Days before the Federal Budget in which Treasurer Scott Morrison is expected to announce housing affordability measures, the Treasurer has said that the apartment market has peaked and regulatory controls on investor lending are working.

"The apartment market is already turning," Morrison said in a pre-budget interview with The Australian Financial Review. "To the extent that we're going to have a landing in the Sydney housing market depends on a lot of the choices we make over the next little while."

His comments came a day after property analytics firm CoreLogic said dwelling values increased by just 0.1% across the combined capital cities in April, with housing market conditions slowing in both Sydney and Melbourne.

Corelogic’s head of Research, Tim Lawless noted that the April results mark the weakest monthly change in dwelling values across the Sydney market since December 2015, when CoreLogic reported a 1.2 percent fall in Sydney dwelling values

But at the same time, he advised caution, saying “We need to be cautious in calling a peak in the market after only one month of soft results.”

Morrison, however, was more upbeat and took a swipe at Labor, saying further measures such as cutting negative gearing or capital gains tax breaks as the opposition party proposes could risk crashing a market that is already slowing. 

"Labor's approach would give us a hard landing, potentially a crash landing. We're obviously going for a much more smooth process and that means you don't do things which potentially overreact, over-respond,” he told the AFR.

Emphasising the effect of APRA's tighter credit rules on property lending, Morrison sought to play down expectations of federal government intervention to improve housing affordability. 

Morrison said any changes to tax breaks were "enormously complex”. 

Labor is pushing for the curbs on investor demand and said last month it would bar SMSF borrowing to invest in property.

The property industry opposes any change to SMSF property tax breaks.  

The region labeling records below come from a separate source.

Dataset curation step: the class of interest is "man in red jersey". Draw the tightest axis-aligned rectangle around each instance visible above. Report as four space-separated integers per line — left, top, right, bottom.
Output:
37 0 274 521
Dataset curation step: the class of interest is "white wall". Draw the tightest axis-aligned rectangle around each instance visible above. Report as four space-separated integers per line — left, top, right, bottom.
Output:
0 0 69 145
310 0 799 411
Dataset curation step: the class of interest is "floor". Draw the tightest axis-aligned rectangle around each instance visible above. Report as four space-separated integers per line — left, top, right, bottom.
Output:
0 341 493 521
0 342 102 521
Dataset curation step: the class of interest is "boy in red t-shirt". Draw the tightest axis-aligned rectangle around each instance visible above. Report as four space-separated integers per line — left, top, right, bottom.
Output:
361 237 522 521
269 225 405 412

Morrison, however, also rejected the idea that Howard-era changes making it easier for super funds to invest in property had stimulated demand.

"Bricks and mortar was already encouraged," Morrison said. "The thing about it, you've had Sydney house prices rise by 18 per cent. Who was getting 18 per cent in their self-managed super fund? It commends itself."

Tighter regulator-driven curbs on lending to foreign buyers had also slowed the apartment market, he said.

CoreLogic said Sydney units fell 1.2 per cent in value in April while houses gained just 0.2 per cent. Apartment values in the nation's second city, Melbourne, fell 0.9 per cent while detached houses gained 0.6 per cent. 

"You talk to developers in this city and they'll tell you," Morrison said. "At the moment you wouldn't get finance on a development that was expecting more than a quarter or even a third of the sales to go to foreign investors."

Morrison did say, however, housing affordability – particularly for renters – was necessary as this would reduce the country's growing social welfare bill in the long run.

"If you want to get your welfare budget under control then get young people into a job, get homeless people into a house, get people on low income into a rent that they can afford and not get kicked out of a house every six months and their kids have to change schools every time. If you want to deal with a welfare budget, deal with that," he said.